Хейл пожимает плечами, понимая, что объяснить подростку эту пульсирующую тупую боль, шаром для боулинга перекатывающуюся от виска к виску, он не сможет. И объяснить абсолютное понимание, что это с ним, глупым и неуравновешенным подростком, что-то происходит - тоже не сможет. И о том, каких усилий стоит сдержать рвущегося наружу даже сейчас зверя, тоже не расскажет.

- Стайлз, чума ты… - Питер на мгновение прикрывает глаза, проговаривая про себя витиеватое немецкое ругательство. - Не смей больше так делать, хорошо?

Подросток несмело улыбается, протягивая руки и обвивая ими шею присевшего перед креслом на корточки мужчины.

- Просто мне было интересно. Придешь ты. Или не придешь. Вообще, я думал, что не придешь.

- Если так, то зачем был этот самоотверженный эксперимент?

Стилински хмурится, чуть-чуть наклоняясь к мужчине.

- Все нужно проверять опытным путем.

- Ладно, - неожиданно покладисто отзывается оборотень, - называй как хочешь, но больше так не делай. И как ты собираешься отцу объяснять все то безобразие, что творится у тебя на лице?

- А тебе правда есть дело до того, как я это объясню?

- Вообще-то нет, - ухмыляется Хейл, поднимаясь на ноги и вновь становясь привычным: отстраненным, насмешливым наблюдателем.

Стайлз кивает, зябко поводя плечами.

- В чем-то же должен быть подвох?
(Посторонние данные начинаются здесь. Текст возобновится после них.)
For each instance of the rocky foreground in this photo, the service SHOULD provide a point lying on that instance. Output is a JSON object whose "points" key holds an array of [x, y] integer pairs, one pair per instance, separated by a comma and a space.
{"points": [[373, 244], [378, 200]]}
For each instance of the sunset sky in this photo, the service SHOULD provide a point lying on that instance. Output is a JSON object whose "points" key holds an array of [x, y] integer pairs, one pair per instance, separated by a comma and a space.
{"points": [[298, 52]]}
Чем ты руководствуешься, выбирая меня? Чем руководствуется твой зверь?

Питер изгибает губы в неприятной улыбке, садясь на стул, стоящий неподалеку.

- Ты можешь меня защитить, но тебе неохота возиться с очередным подростком, навязанным тебе неважно кем: сестрой, судьбой, твоим волком, - Питер легко усмехается, скрещивая руки на груди, думая о том, что мальчишка, хоть и склонен творить несусветные глупости, умен не по годам. - Ты оборотень, значит, ты по определению сильнее, быстрее, опытнее меня. Даже если забыть о том, что мы вовсе не в равных возрастных условиях… Ну так скажи мне прямым текстом - что ты получишь от меня? Должен быть какой-то критерий, что-то ведь должно быть? - Стайлз поднимает умоляющий взгляд на оборотня, ему так хочется опереться на простую человеческую логику, не думать ни о чем сверхъестественном, ни даже о вполне человеческом, но не поддающемся объяснению.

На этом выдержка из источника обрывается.